Read Time:4 Minute, 31 Second
Oleh: Jonathan Alfrendy*
Salah satu fenomena terhangat yang menyedot perhatian warga kampus sepanjang April ini adalah pengelolaan parkir yang tak kunjung rapi dan pendaftaran wisuda secara online yang bukan membantu justru merumitkan. Dimensi kedua peristiwa kali ini ini mengandung bobot konfliktual bersifat laten, menyusul terjadinya perubahan tata kelola birokrasi yang terkesan menimbulkan masalah baru.
Pengelolaan parkir dengan menggunakan sistem mutakhir pada awalnya menjanjikan harapan baru dengan membangun gedung parkir khusus yang dibarengi dengan model karcis lekas menjelma menjadi slogan kosong.
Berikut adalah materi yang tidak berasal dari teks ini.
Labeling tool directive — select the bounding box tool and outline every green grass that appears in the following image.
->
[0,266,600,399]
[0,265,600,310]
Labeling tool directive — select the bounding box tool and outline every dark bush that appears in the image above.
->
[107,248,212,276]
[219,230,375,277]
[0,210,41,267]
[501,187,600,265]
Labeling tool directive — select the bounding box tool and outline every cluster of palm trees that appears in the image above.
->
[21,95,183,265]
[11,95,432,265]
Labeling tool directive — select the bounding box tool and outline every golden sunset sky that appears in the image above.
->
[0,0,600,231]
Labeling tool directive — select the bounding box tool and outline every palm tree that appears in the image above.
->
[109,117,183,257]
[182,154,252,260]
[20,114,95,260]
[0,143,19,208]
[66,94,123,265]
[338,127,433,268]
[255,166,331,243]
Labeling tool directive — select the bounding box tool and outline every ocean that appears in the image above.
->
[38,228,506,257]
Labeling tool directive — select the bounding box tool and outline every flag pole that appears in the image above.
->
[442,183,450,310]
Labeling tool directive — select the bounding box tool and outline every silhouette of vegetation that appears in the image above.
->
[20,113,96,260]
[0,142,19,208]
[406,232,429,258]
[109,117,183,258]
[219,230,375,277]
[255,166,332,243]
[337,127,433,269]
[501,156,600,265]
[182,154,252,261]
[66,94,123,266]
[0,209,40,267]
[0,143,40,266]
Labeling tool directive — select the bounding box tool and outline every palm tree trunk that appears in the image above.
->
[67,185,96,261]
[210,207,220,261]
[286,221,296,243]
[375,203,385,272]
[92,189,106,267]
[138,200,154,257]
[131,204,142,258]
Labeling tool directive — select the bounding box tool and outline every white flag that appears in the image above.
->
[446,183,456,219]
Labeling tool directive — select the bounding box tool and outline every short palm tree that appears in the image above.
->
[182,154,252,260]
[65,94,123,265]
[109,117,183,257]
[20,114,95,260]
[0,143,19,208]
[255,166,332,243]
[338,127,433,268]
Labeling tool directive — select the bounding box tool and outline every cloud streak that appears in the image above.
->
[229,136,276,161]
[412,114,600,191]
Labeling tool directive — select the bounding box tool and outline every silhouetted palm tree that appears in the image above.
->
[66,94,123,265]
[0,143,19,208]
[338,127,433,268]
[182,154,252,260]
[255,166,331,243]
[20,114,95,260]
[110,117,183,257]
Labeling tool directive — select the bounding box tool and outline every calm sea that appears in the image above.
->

Gedung parkir baru yang digadang mampu menjadi fasilitas untuk merapikan ribuan kendaraan justru kenyataannya semakin mengundang kepadatan pengendara. Hampir di segala lini kampus satu kini dipadati deretan mobil dan motor, bahkan lahan terbuka hijau yang dulu ada di sudut kampus, telah beralih fungsi menjadi lahan parkir.
Dampak positifnya, warga kampus merasakan sauna gratis di kala siang datang. Terik matahari begitu terasa panas ke ubun hingga sumsum tatkala rimbunan pohon tak dibiarkan tumbuh lagi, tergantikan oleh atap seng dan beton yang menjulang. Sistem karcis yang disangka akan melancarkan sirkulasi perparkiran, dalam perjalanannya justru semakin memperpanjang barisan antrian pengendara bermotor saat memasuki pintu keluar, melebihi antrian saat tarif lama masih digunakan.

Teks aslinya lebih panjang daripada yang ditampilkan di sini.